MOSCOW, December 11. /TASS/. A space crew that at some future date will be sent on a mission to the Moon will have to stick to a daily schedule cosmonauts follow on Earth, because any disruptions in the work-rest cycle would be fraught with the risk that the flight programs might fail to be accomplished properly, Dr. Sc. (Medicine) Svetlana Stepanova, of the Institute for Biomedical Problems, told the ongoing 17th space biology and medicine conference underway in Moscow.
"All attributes of life on Earth should be preserved on the Moon, too. Any shifts in sleep-wake cycles might upset the internal synchronization of the human body, causing desynchronosis - (disruption of the daily rhythm - TASS). The human body stops functioning as an integral system. This affects endurance at work, normal sleep rhythm, the central nervous system and the alimentary and cardio-vascular systems. The ability to distinguish between day and night is lost. Elementary mistakes become frequent and the time needed for decision-making increases, which is impermissible during a lunar expedition," Stepanova said.
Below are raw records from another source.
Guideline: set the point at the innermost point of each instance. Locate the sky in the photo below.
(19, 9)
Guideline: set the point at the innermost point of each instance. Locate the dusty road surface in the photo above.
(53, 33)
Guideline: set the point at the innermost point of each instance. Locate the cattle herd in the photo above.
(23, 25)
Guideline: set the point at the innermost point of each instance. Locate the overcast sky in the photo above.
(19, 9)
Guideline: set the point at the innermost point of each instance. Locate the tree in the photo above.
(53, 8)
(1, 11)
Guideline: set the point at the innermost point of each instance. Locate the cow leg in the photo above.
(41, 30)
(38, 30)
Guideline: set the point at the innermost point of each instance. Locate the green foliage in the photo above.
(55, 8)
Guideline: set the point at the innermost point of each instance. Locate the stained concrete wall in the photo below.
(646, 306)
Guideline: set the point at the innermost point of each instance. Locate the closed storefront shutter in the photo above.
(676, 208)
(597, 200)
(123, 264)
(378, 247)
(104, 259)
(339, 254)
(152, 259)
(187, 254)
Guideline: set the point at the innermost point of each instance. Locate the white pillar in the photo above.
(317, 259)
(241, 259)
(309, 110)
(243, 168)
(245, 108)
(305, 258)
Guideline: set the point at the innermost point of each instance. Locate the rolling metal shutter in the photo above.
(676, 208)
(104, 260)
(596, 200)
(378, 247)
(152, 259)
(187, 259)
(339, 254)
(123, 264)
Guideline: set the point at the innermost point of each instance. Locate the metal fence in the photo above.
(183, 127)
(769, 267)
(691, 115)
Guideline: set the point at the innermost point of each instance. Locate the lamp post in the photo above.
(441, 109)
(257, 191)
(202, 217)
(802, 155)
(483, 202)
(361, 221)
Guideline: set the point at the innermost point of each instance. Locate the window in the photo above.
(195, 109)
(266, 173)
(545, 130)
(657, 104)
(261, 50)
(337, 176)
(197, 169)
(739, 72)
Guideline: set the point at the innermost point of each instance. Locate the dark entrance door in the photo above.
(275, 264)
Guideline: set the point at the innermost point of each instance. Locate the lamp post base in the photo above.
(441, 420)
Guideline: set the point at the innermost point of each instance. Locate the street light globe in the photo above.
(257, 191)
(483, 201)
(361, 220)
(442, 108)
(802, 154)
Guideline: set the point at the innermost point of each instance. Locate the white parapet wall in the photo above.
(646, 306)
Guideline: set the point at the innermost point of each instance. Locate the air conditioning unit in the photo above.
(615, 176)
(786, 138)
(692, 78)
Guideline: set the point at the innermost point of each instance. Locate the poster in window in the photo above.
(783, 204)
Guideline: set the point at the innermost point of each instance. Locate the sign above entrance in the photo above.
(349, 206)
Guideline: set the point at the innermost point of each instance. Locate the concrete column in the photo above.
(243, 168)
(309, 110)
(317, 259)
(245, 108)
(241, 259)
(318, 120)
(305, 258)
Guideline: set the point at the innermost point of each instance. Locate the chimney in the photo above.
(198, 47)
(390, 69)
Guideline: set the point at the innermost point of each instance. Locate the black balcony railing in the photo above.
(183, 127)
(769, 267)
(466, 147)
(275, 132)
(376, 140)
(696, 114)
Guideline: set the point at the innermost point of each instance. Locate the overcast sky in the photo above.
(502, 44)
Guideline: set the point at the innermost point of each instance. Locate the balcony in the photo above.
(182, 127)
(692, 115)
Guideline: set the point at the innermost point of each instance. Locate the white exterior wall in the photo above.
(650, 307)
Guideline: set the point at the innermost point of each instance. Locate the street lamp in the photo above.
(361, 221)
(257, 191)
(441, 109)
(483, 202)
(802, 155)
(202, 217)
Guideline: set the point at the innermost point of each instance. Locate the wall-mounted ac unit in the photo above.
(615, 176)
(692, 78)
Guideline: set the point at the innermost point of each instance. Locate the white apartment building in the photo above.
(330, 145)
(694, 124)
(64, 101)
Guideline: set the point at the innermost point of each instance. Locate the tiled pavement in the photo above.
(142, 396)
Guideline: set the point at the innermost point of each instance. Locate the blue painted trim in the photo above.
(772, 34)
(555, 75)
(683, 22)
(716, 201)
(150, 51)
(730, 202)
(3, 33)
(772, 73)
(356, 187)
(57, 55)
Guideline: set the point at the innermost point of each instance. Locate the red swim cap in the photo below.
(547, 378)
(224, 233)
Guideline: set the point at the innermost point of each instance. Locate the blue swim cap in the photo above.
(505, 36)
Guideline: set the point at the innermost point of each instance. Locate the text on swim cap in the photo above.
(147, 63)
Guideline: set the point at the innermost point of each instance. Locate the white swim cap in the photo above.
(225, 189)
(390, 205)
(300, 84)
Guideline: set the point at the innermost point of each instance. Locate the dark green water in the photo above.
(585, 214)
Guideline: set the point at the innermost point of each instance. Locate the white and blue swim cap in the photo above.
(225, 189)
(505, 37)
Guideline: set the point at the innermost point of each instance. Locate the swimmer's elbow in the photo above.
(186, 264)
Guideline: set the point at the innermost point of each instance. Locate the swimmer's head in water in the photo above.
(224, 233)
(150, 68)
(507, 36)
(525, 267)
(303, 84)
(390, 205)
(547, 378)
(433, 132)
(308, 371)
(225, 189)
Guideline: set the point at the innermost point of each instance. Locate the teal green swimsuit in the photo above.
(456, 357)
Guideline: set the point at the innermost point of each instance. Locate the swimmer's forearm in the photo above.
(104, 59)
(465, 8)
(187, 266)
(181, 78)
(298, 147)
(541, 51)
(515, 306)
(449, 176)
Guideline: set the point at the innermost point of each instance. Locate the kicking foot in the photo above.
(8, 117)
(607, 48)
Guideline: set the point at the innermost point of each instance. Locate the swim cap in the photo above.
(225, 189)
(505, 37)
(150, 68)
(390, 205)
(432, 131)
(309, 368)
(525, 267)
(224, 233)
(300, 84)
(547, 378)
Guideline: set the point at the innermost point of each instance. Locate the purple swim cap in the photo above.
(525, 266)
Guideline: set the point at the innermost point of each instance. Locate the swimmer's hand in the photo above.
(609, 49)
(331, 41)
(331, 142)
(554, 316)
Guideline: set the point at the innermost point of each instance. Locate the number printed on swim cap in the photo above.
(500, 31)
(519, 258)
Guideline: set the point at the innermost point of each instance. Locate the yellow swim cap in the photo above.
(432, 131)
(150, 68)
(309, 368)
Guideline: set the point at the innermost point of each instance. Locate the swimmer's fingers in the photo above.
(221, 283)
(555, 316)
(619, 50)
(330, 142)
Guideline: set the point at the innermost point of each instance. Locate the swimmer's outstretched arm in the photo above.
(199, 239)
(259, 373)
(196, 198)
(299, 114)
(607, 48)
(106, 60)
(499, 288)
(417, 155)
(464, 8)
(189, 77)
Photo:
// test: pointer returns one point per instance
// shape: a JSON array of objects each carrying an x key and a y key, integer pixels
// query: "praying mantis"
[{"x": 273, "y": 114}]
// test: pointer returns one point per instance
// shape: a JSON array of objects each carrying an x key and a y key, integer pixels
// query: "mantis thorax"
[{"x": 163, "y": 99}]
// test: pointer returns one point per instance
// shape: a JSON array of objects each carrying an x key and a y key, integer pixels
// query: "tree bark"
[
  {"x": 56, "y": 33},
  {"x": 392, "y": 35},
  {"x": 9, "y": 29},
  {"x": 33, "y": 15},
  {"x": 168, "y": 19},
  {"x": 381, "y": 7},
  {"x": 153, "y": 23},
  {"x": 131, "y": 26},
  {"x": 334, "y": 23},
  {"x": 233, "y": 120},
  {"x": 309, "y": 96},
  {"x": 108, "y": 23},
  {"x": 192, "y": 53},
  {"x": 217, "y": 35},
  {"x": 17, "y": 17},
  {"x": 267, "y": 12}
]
"A strict work-rest cycle must be observed at all stages of the lunar program," she stated. In her opinion, during the flight to the Moon and work in its orbit or at a lunar base the cosmonauts must reserve about eight hours for sleep, six and a half hours for work and two and a half hours for physical exercise. The crew will have five working days and two days off.
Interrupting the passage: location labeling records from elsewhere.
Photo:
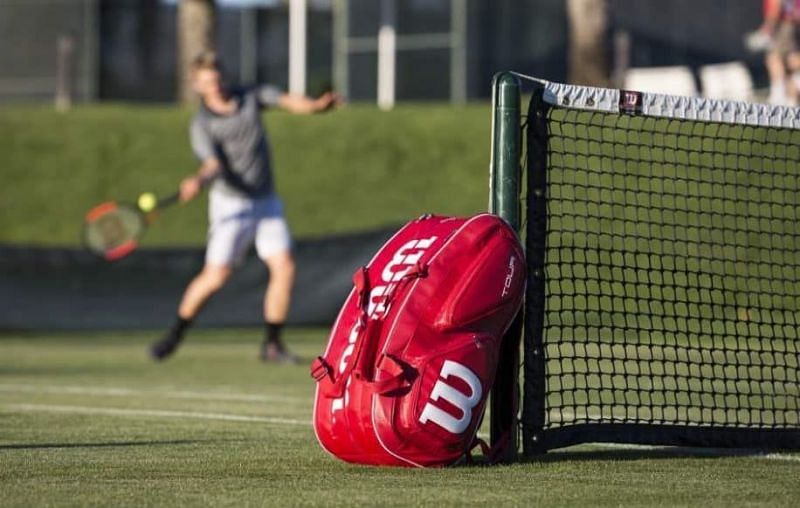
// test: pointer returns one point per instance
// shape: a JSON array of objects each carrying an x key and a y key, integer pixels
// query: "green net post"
[{"x": 504, "y": 200}]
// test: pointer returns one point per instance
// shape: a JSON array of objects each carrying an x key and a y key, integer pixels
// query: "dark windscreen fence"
[
  {"x": 44, "y": 288},
  {"x": 664, "y": 247}
]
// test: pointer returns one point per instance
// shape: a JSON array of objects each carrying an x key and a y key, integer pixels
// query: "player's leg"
[
  {"x": 273, "y": 243},
  {"x": 277, "y": 299},
  {"x": 228, "y": 241}
]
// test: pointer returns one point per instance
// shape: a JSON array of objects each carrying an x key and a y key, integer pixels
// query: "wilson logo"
[
  {"x": 402, "y": 262},
  {"x": 444, "y": 391},
  {"x": 512, "y": 268}
]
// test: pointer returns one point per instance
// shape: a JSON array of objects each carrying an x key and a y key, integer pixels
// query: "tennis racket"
[{"x": 112, "y": 230}]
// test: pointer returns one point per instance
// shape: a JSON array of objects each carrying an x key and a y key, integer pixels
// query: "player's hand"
[
  {"x": 190, "y": 188},
  {"x": 327, "y": 102}
]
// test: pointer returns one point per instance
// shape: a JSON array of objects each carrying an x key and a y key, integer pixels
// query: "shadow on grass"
[
  {"x": 612, "y": 454},
  {"x": 109, "y": 444}
]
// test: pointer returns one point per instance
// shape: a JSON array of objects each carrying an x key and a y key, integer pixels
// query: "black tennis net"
[{"x": 664, "y": 257}]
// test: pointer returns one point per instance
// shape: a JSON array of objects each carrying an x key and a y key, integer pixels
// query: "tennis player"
[{"x": 230, "y": 142}]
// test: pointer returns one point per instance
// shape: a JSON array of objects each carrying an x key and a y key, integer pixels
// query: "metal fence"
[{"x": 126, "y": 49}]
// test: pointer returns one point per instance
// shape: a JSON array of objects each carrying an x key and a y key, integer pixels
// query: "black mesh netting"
[{"x": 671, "y": 288}]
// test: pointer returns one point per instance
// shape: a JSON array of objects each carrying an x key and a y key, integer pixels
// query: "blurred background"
[
  {"x": 94, "y": 106},
  {"x": 442, "y": 50}
]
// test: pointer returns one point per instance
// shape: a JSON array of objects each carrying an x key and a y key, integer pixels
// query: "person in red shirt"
[{"x": 781, "y": 18}]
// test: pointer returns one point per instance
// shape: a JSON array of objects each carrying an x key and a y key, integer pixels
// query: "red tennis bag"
[{"x": 413, "y": 353}]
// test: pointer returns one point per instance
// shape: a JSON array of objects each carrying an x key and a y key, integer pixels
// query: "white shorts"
[{"x": 236, "y": 223}]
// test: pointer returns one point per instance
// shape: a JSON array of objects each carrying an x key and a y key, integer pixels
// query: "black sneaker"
[
  {"x": 275, "y": 352},
  {"x": 165, "y": 347}
]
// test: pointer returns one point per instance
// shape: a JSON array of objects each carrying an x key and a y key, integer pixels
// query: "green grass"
[
  {"x": 354, "y": 169},
  {"x": 673, "y": 272},
  {"x": 89, "y": 420}
]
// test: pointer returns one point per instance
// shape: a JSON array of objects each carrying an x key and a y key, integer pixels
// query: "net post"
[
  {"x": 504, "y": 201},
  {"x": 533, "y": 411}
]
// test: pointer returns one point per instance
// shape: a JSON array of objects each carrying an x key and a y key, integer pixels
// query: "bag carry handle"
[{"x": 360, "y": 363}]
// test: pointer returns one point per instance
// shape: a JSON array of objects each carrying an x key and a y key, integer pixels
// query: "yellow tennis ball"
[{"x": 147, "y": 201}]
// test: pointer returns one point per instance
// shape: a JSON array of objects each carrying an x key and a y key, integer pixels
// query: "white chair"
[
  {"x": 667, "y": 80},
  {"x": 730, "y": 81}
]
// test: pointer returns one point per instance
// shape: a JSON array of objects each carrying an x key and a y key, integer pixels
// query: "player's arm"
[
  {"x": 302, "y": 105},
  {"x": 192, "y": 185},
  {"x": 772, "y": 15}
]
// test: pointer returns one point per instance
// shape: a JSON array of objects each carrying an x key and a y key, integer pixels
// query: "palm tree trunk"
[
  {"x": 588, "y": 42},
  {"x": 196, "y": 20}
]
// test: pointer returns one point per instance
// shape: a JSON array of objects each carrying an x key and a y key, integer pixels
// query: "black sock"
[
  {"x": 179, "y": 327},
  {"x": 272, "y": 333}
]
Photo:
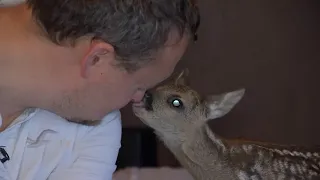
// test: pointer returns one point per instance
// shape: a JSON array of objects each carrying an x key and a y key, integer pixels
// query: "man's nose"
[{"x": 138, "y": 96}]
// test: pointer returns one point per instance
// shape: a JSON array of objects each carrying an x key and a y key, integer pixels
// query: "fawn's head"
[{"x": 176, "y": 108}]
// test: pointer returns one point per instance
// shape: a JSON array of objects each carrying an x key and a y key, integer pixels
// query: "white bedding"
[{"x": 162, "y": 173}]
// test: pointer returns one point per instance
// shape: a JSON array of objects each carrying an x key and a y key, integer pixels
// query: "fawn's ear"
[
  {"x": 182, "y": 78},
  {"x": 219, "y": 105}
]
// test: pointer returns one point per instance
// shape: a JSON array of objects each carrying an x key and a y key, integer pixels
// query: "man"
[{"x": 68, "y": 66}]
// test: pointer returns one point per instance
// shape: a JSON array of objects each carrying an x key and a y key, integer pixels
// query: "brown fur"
[{"x": 208, "y": 156}]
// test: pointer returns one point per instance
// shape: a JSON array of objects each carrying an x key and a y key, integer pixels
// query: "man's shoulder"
[{"x": 43, "y": 120}]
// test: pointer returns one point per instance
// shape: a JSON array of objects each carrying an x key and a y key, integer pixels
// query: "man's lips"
[{"x": 139, "y": 104}]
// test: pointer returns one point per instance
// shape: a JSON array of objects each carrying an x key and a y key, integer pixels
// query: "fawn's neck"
[{"x": 203, "y": 150}]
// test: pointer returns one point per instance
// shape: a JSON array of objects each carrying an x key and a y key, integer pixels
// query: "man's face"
[{"x": 107, "y": 87}]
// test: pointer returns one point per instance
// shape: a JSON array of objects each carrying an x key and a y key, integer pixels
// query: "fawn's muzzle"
[{"x": 148, "y": 99}]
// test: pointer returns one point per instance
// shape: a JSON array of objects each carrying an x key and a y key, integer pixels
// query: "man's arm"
[{"x": 96, "y": 151}]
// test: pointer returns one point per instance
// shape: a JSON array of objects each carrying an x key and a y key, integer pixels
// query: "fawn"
[{"x": 179, "y": 116}]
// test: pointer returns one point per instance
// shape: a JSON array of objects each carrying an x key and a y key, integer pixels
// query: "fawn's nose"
[{"x": 148, "y": 99}]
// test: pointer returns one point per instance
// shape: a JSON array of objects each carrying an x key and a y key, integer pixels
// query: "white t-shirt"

"The individual who has a free-running daily pattern - eats, sleeps and works at will - inevitably drifts into a 25-hour-day cycle. The free-running daily cycle (also known as non-24-hour sleep-wake disorder - N24SWD) is not seen as an option possible for space flights," Stepanova stressed.
Overwork poses major risk during space missions
"On the ISS cosmonauts systematically have to work extra hours, which is the surest way of developing acute and chronic fatigue," she said. As follows from materials prepared for the conference, starting from the moment the Russian space program was converted to a two-man crew pattern the extra work load on each crew member quadrupled. A probe into the daily schedule of ten ISS expeditions consisting of three Russian cosmonauts found that overwork lasted 31 minutes a day.
Lunar crews will consist of three members. The first Russian manned mission to the Moon without landing on its surface is scheduled for 2023. A landing expedition is slated for 2028-2030, and a lunar base is expected to emerge and begin operating in 2040.